Pela Liderança durante a 48ª Sessão Deliberativa Ordinária, no Senado Federal

Anúncio da criação da Zona de Processamento de Exportação de Porto Velho.

Autor
Valdir Raupp (PMDB - Movimento Democrático Brasileiro/RO)
Nome completo: Valdir Raupp de Matos
Casa
Senado Federal
Tipo
Pela Liderança
Resumo por assunto
DESENVOLVIMENTO REGIONAL.:
  • Anúncio da criação da Zona de Processamento de Exportação de Porto Velho.
Publicação
Publicação no DSF de 12/04/2013 - Página 17743
Assunto
Outros > DESENVOLVIMENTO REGIONAL.
Indexação
  • ANUNCIO, CRIAÇÃO, ZONA DE PROCESSAMENTO DE EXPORTAÇÃO (ZPE), LOCAL, MUNICIPIO, PORTO VELHO (RO), ESTADO DE RONDONIA (RO), PROXIMIDADE, COMPLEXO INDUSTRIAL, PORTO FLUVIAL, RIO MADEIRA, IMPORTANCIA, DESENVOLVIMENTO ECONOMICO, REGIÃO, CONSTRUÇÃO, SISTEMA, TRANSPORTE INTERMODAL, RODOVIA, FERROVIA, HIDROVIA, ELOGIO, ATUAÇÃO, MINISTRO DE ESTADO, MINISTERIO DOS TRANSPORTES (MTR), MINISTERIO DO DESENVOLVIMENTO DA INDUSTRIA E DO COMERCIO EXTERIOR (MDIC).

            O SR. VALDIR RAUPP (Bloco/PMDB - RO. Pela Liderança. Sem revisão do orador.) - Sr. Presidente, Senador Anibal Diniz, do Estado do Acre, Srªs e Srs. Senadores, inicialmente, queria agradecer ao Senador Randolfe Rodrigues por ter permutado comigo, em função de que vou viajar daqui a pouco.

            Muito obrigado, Senador Randolfe.

            Sr. Presidente, Srªs e Srs. Senadores, a essência da atuação parlamentar é fazer avançar as ideias e os projetos que podem transformar positivamente a realidade dos Estados que representamos e do nosso País. É também a sua atividade mais gratificante ver triunfar um projeto sobre o qual nos debruçamos com afinco e com convicção. Desfrutamos da sensação reconfortante do dever cumprido.

            Há poucos dias, Sr. Presidente, tive a oportunidade de celebrar um desses momentos. No último dia 3 de abril, o Conselho Nacional das Zonas de Processamento de Exportação aprovou a proposta de criação da Zona de Processamento de Exportação de Porto Velho, no meu Estado, Rondônia. Trata-se de uma medida fundamental para o avanço do processo de industrialização do Estado de Rondônia.

            Recebi a notícia com grande alegria, pois, em 2007, apresentei o Projeto de Lei nº 351, com o objetivo de criar a ZPE em Porto Velho. Em 2009, a matéria foi aprovada pelo Senado Federal.

            A Zona de Processamento de Exportação de Porto Velho será localizada próxima às futuras instalações do complexo logístico e industrial do novo porto fluvial do Rio Madeira, em uma área de 258 hectares, isto é, mais de 2,5 milhões de metros quadrados.
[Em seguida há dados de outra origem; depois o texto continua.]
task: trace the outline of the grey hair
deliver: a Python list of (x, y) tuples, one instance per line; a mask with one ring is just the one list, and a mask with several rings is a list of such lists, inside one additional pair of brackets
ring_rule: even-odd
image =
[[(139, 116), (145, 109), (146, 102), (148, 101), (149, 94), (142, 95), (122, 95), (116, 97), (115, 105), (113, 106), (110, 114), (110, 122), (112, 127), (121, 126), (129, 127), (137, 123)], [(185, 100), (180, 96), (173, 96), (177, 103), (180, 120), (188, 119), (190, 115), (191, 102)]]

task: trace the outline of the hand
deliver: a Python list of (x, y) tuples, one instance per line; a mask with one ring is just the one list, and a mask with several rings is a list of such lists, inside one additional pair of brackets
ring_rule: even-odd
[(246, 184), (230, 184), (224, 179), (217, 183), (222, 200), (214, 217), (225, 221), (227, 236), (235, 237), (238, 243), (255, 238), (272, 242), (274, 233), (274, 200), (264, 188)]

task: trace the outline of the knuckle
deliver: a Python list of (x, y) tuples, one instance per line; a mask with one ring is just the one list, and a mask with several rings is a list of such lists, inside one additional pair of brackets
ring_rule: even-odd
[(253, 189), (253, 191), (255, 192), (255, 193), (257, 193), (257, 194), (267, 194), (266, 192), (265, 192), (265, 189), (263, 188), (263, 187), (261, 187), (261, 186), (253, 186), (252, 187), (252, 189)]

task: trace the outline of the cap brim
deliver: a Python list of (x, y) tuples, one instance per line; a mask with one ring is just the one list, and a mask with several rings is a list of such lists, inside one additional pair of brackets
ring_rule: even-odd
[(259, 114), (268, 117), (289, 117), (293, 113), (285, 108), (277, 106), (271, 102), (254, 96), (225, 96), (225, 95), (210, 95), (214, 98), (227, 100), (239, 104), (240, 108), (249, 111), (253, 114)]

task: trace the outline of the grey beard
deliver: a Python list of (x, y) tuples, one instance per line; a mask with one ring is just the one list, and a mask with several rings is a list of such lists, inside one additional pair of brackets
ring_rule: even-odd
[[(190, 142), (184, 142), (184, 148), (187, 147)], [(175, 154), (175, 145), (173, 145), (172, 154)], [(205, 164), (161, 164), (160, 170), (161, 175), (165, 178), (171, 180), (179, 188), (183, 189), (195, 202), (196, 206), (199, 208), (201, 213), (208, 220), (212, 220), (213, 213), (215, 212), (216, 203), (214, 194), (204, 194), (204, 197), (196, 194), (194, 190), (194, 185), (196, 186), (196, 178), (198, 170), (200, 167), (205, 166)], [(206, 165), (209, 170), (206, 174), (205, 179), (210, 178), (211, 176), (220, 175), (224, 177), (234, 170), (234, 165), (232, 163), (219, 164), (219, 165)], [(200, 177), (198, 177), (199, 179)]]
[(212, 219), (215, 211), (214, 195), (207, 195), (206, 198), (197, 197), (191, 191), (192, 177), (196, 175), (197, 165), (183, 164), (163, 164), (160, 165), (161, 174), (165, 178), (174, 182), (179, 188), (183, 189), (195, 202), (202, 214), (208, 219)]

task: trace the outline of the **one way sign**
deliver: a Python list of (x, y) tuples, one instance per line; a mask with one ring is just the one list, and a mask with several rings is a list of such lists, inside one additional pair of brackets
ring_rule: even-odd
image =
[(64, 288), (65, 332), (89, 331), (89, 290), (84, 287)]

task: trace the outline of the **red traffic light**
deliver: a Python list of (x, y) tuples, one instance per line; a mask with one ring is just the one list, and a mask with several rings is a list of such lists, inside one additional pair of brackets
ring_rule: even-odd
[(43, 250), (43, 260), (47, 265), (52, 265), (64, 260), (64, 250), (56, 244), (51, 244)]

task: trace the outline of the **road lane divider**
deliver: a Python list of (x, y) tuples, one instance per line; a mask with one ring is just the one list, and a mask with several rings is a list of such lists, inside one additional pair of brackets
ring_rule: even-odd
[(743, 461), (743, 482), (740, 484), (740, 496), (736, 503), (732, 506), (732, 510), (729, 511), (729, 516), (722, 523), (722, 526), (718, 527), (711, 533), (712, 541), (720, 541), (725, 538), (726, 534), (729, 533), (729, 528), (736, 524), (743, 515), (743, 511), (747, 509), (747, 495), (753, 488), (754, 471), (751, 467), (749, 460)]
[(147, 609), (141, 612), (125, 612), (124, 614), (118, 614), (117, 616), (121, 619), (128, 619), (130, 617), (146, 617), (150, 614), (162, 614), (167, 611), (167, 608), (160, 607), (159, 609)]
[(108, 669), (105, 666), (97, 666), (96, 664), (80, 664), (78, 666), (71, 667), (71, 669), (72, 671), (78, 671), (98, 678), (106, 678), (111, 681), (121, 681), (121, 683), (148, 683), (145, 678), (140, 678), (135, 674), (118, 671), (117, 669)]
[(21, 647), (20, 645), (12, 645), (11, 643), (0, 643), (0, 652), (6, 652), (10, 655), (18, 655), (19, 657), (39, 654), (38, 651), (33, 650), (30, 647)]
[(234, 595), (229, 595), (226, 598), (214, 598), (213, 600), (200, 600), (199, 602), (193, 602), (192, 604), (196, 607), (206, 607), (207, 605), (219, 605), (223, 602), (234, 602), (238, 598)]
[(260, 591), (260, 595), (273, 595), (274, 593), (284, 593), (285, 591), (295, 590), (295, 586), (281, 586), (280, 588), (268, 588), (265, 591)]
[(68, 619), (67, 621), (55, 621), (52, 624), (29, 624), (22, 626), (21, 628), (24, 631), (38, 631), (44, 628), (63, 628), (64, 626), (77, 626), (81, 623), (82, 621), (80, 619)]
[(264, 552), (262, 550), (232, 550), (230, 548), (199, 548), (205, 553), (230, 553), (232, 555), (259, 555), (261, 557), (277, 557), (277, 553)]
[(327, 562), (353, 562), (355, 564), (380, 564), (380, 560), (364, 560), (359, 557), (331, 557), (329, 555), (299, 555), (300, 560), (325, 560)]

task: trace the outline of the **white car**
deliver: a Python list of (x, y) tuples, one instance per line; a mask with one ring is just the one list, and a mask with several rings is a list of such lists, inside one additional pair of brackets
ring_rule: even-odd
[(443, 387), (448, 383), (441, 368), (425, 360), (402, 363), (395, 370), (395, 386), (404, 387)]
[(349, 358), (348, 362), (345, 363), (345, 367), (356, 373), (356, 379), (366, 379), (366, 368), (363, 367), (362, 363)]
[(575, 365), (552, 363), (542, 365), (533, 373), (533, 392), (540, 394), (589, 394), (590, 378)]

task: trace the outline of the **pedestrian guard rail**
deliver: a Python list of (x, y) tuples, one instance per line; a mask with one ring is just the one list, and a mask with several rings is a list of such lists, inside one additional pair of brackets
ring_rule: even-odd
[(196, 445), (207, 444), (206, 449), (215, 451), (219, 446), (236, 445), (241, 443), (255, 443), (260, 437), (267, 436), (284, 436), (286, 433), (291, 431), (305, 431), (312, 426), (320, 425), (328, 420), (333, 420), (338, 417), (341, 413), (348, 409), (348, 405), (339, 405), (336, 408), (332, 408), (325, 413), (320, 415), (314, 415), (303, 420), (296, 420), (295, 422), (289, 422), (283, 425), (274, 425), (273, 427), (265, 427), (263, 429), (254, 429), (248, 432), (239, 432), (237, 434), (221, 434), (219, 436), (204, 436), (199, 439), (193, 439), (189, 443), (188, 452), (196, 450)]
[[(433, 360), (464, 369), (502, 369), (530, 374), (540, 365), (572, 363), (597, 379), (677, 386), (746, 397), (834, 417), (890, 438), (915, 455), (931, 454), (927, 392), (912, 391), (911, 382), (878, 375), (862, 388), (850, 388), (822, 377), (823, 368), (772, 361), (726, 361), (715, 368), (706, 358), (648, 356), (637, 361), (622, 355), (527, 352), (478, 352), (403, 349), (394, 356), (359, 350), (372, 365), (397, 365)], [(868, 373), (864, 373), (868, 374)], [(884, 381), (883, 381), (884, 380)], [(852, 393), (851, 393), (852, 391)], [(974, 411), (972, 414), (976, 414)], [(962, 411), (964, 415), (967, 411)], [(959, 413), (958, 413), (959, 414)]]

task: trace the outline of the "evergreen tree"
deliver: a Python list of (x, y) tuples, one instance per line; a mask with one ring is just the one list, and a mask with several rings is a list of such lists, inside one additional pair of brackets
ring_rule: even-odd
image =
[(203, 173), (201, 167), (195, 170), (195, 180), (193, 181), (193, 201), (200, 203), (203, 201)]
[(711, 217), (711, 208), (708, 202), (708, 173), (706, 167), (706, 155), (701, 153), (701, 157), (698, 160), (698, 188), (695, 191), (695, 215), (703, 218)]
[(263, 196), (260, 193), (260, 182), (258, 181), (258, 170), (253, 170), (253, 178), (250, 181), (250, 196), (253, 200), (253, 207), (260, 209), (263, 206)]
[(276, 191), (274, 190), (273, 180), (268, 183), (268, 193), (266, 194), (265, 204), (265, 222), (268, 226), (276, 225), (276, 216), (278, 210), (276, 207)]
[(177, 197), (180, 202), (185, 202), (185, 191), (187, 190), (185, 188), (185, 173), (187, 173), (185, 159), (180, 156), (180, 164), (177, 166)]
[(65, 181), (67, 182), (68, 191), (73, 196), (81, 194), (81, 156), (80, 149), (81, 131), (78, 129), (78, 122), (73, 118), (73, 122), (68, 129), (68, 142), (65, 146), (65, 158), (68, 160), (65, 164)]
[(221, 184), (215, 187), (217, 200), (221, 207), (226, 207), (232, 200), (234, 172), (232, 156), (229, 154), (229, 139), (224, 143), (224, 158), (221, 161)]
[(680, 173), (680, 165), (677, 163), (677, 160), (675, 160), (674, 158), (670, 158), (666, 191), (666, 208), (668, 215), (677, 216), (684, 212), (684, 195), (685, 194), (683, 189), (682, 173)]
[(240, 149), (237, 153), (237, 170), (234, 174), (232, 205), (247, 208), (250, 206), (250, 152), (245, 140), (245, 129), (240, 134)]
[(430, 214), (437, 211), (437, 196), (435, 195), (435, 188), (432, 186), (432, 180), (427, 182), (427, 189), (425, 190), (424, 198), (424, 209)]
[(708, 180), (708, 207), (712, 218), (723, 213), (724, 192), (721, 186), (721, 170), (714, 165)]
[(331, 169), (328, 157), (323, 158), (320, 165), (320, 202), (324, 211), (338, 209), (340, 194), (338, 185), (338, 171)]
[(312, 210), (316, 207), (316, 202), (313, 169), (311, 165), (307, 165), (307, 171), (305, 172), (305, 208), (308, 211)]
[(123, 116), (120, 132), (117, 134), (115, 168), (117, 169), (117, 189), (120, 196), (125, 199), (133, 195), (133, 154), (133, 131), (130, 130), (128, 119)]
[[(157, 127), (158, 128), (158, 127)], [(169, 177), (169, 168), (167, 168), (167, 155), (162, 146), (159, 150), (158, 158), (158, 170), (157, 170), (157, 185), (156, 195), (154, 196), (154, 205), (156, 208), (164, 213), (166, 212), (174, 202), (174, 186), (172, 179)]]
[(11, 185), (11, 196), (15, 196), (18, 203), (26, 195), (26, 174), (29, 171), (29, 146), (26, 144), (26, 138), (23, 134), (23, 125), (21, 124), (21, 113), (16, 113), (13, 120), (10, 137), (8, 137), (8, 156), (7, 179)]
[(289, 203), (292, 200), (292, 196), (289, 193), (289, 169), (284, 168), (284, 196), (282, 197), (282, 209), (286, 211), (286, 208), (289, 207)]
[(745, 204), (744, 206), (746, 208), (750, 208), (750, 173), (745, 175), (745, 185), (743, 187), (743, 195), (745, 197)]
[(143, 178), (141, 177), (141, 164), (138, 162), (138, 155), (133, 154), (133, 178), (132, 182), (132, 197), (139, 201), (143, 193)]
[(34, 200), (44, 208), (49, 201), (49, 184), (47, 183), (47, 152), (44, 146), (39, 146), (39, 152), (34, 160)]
            Sobre essa área, Sr. Presidente, eu quero aqui fazer um parêntese para agradecer ao Senador Blairo Maggi, que implantar, nos próximos meses, um complexo portuário privado. Quando governador, eu e o empresário Blairo Maggi, talvez, tenhamos implantado a primeira PPP do Brasil: um projeto de parceria do Governo do Estado com o Governo Federal e com a iniciativa privada. Construímos um porto graneleiro em Porto Velho, o primeiro porto graneleiro. E, de lá para cá, mais dois terminais graneleiros se instalaram: a Cargill e a Bunge. Então, hoje, temos a Maggi, a Cargill e a Bunge instaladas em Porto Velho. E deverão entrar outros. Estamos invertendo o fluxo da soja, que antes vinha de Rondônia e do Mato Grosso para os Portos de Paranaguá e Santos, e, hoje, vem para o Porto de Porto Velho, no Rio Madeira, em Rondônia, com transbordo em Itacoatiara, no Amazonas,, com navios de grande calado.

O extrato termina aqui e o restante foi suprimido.